Given a Linked List of size N, where every node represents a sub-linked-list and contains two pointers:
(i) a next pointer to the next node,
(ii) a bottom pointer to a linked list where this node is head.
Each of the sub-linked-list is in sorted order.
Flatten the Link List such that all the nodes appear in a single level while maintaining the sorted order.
Note: The flattened list will be printed using the bottom pointer instead of next pointer.
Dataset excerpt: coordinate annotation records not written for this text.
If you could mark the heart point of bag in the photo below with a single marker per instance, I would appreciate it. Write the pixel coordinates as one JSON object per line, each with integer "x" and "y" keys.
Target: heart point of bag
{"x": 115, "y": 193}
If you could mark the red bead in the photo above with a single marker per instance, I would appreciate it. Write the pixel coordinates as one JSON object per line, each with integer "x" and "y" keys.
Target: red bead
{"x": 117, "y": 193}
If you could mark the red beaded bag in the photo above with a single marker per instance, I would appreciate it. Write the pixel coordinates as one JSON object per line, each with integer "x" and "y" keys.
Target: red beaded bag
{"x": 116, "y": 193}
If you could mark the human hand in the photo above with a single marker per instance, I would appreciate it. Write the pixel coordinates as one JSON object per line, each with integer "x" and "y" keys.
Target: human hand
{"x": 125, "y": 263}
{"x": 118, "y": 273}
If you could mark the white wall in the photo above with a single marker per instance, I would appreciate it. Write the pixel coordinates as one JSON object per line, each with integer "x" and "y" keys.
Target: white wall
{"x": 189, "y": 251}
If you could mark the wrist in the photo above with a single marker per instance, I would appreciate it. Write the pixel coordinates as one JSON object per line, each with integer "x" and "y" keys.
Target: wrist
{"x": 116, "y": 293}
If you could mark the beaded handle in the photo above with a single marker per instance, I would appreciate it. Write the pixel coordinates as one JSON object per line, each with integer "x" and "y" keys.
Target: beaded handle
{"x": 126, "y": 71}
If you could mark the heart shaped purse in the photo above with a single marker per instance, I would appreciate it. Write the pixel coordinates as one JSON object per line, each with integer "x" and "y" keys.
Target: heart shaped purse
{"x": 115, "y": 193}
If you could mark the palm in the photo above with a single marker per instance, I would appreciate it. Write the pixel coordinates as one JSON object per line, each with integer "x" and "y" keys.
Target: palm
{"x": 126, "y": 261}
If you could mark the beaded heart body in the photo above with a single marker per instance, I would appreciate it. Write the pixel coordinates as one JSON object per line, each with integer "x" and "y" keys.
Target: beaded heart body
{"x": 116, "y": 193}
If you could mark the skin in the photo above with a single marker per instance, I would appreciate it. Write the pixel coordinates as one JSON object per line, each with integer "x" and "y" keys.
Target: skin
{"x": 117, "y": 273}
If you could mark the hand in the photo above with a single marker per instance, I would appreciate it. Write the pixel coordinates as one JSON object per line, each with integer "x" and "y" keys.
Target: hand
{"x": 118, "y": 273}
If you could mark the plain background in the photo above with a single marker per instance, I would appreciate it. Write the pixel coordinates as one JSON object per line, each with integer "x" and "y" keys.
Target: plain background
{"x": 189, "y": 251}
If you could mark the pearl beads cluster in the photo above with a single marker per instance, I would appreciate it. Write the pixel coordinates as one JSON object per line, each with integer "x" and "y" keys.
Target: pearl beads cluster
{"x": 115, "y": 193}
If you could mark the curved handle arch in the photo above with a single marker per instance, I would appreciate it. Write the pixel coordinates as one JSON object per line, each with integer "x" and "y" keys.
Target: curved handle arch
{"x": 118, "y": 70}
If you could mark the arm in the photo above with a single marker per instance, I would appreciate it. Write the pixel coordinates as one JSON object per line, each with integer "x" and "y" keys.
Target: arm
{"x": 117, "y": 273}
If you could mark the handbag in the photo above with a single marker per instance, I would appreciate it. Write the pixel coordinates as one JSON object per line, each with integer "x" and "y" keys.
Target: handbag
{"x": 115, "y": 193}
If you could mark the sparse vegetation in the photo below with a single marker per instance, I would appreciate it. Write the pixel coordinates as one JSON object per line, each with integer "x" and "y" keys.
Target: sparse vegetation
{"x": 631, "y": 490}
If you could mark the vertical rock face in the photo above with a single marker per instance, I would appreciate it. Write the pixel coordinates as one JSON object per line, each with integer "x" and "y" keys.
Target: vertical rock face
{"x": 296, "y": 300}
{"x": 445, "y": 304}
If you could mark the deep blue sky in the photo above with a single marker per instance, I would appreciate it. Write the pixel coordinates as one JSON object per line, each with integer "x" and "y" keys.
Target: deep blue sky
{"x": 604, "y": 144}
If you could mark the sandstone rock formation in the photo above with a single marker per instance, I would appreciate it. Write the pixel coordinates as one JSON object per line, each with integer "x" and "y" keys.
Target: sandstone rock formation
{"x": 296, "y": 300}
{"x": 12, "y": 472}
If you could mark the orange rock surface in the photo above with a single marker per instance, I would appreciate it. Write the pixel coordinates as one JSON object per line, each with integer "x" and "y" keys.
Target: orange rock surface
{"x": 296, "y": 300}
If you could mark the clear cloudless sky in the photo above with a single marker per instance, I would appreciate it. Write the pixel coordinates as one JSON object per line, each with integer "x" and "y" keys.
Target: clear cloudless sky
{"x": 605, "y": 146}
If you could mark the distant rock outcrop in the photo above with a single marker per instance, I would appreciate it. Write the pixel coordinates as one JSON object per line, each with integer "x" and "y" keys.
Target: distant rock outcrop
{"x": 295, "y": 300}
Note: All linked lists are sorted and the resultant linked list should also be sorted
Examples:
Input: 5 -> 10 -> 19 -> 28
| | | |
V V V V
7 20 22 35
| | |
V V V
8 50 40
| |
V V
30 45
Output: 5->7->8->10->19->20->22->28->30->35->40->45->50
Input: 3 -> 10 -> 7 -> 14
| | | |
V V V V
9 47 15 22
| |
V V
17 30
Output: 3->7->9->10->14->15->17->22->30->47
The idea is to use the Merge() process of merge sort for linked lists. Use merge() to merge lists one by one, recursively merge() the current list with the already flattened list. The bottom pointer is used to link nodes of the flattened list.
Follow the given steps to solve the problem:
- Recursively call to merge the current linked list with the next linked list
- If the current linked list is empty or there is no next linked list then return the current linked list (Base Case)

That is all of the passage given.